Mrs McAleese said: "My baby brother, the youngest of nine children was seriously, physically, sadistically abused by Malachy Finnegan."
She said her mother only found out three weeks ago.
Four of the former president's five brothers attended St Colman's.
She choked back tears as she talked about the impact on her family.
"My wonderful, beautiful and as you can imagine the youngest of the family so incredibly loved by all of us, to think that he suffered and never felt that he could tell anyone," she told RTE.
Opportunities to take action were missed, she said.
Mrs McAleese added: "It was known and as he pointed out so many people had to have known, so many people who could have done something about it.
"We know the very first complaints about Malachy Finnegan go back to the 1970s, not the 1990s at all which means there is a body of information known to people who could have done something about it but, didn't."
Finnegan, who taught at St Colman's from 1967 to 1976 has been linked to a catalogue of physical and emotional abuse against pupils.
Earlier this month Bishop of Dromore John McAreavey resigned after it emerged he had decided to celebrate Mass with Finnegan in 2002, despite being aware of his past.
Meanwhile, Amnesty International has repeated calls for a public inquiry into clerical child abuse.
Patrick Corrigan, Amnesty International's Northern Ireland Programme Director, said: "We extend our solidarity to Mrs McAleese's family at this time of great pain for them and many other families, coming to grips with the knowledge that loved ones were left to suffer grievously.
"Sadly, the Father Finnegan abuse scandal is not an isolated case.

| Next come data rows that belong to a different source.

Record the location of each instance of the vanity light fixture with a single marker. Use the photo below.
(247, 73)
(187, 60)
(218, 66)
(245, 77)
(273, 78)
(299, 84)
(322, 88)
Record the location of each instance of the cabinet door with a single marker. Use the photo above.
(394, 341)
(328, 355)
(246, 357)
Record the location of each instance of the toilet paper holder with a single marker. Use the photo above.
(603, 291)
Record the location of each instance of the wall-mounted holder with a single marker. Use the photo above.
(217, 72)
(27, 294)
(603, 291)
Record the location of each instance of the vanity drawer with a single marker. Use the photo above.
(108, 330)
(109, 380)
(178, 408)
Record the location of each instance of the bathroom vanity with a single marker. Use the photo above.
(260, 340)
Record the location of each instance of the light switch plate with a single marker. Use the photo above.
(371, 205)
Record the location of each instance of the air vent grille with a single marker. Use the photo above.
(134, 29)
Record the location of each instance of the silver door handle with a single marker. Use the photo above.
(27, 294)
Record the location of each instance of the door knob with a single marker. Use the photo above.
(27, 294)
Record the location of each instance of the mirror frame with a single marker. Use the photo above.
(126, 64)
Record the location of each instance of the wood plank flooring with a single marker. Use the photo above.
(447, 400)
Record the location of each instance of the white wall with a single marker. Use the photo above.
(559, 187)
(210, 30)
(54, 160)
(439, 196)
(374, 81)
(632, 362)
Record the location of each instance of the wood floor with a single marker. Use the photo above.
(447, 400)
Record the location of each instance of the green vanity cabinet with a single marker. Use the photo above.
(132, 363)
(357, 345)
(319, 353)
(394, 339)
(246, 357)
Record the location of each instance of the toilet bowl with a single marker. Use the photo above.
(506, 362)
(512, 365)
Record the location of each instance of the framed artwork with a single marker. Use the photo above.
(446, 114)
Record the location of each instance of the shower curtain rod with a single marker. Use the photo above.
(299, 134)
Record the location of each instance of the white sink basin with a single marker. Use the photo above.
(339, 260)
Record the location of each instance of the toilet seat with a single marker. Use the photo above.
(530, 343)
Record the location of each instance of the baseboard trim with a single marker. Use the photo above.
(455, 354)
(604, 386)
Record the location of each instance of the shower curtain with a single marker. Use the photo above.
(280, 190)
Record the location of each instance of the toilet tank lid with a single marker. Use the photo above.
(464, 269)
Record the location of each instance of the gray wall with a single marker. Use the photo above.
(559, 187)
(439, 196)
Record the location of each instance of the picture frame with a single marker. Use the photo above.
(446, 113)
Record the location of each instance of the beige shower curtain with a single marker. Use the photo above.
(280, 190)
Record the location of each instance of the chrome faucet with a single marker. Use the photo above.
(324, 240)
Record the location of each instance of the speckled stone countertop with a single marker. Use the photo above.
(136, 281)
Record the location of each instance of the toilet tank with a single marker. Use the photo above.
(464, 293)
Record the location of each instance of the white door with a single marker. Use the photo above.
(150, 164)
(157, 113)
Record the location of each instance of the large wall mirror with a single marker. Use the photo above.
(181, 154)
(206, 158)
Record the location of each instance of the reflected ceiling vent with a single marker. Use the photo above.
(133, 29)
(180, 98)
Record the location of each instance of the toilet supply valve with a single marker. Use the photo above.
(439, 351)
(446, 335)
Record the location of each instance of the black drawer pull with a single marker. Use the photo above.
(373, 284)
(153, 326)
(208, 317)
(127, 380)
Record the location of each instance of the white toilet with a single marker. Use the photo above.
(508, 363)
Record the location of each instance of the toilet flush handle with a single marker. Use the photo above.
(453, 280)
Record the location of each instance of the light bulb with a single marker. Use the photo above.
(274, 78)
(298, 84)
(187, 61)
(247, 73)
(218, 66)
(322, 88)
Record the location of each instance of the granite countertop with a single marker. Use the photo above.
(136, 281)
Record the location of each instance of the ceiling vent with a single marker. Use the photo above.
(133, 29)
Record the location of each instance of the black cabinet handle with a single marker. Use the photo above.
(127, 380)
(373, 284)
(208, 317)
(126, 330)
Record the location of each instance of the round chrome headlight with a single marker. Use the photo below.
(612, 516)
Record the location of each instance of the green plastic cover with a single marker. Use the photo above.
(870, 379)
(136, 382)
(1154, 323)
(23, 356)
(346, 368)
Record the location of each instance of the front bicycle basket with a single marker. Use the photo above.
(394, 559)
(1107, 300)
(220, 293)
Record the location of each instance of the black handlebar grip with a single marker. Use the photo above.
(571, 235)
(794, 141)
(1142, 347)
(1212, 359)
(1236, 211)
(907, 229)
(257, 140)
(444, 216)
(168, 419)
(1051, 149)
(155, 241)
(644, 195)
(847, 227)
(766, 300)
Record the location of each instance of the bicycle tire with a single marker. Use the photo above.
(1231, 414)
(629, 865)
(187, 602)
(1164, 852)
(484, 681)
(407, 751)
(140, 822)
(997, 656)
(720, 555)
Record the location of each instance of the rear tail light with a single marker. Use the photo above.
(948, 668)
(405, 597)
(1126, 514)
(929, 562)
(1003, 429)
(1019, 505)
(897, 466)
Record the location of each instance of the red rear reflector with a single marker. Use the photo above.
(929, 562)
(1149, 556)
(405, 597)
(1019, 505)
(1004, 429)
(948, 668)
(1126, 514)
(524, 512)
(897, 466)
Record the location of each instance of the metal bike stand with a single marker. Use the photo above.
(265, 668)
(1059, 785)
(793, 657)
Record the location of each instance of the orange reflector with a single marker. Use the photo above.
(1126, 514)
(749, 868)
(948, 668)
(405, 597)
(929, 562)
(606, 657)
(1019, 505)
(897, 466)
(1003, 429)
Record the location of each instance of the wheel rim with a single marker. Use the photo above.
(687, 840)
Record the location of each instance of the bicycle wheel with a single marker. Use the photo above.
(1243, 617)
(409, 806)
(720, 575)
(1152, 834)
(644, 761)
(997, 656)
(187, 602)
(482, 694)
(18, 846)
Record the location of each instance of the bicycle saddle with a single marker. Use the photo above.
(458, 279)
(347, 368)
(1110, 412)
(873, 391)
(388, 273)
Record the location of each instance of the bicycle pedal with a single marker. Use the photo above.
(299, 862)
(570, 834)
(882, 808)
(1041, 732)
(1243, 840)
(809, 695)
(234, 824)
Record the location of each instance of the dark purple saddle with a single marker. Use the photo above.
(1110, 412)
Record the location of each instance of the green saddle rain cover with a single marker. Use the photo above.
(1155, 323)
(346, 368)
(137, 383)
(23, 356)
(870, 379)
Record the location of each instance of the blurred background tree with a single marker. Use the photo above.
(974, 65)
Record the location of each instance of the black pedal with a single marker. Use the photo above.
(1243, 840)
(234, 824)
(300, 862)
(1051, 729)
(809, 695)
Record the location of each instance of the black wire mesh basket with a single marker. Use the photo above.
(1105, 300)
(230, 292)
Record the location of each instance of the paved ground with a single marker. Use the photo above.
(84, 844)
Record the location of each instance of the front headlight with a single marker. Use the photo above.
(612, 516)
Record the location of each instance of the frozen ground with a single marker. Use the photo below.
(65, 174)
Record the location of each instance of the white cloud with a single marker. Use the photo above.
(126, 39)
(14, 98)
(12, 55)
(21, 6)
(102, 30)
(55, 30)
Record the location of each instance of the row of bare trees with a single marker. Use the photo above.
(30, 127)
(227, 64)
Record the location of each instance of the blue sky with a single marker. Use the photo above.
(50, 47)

It is the latest example of how paedophile priests appear to have been facilitated by the Catholic Church authorities in continuing their criminal behaviour.
"Amnesty has written to the Secretary of State to ask her establish a public inquiry into the state and church response to clerical child abuse in Northern Ireland.
"The Irish government established three separate inquiries into clerical child abuse. In Northern Ireland, there has been no similar inquiry and it now falls to the Secretary of State to put that right."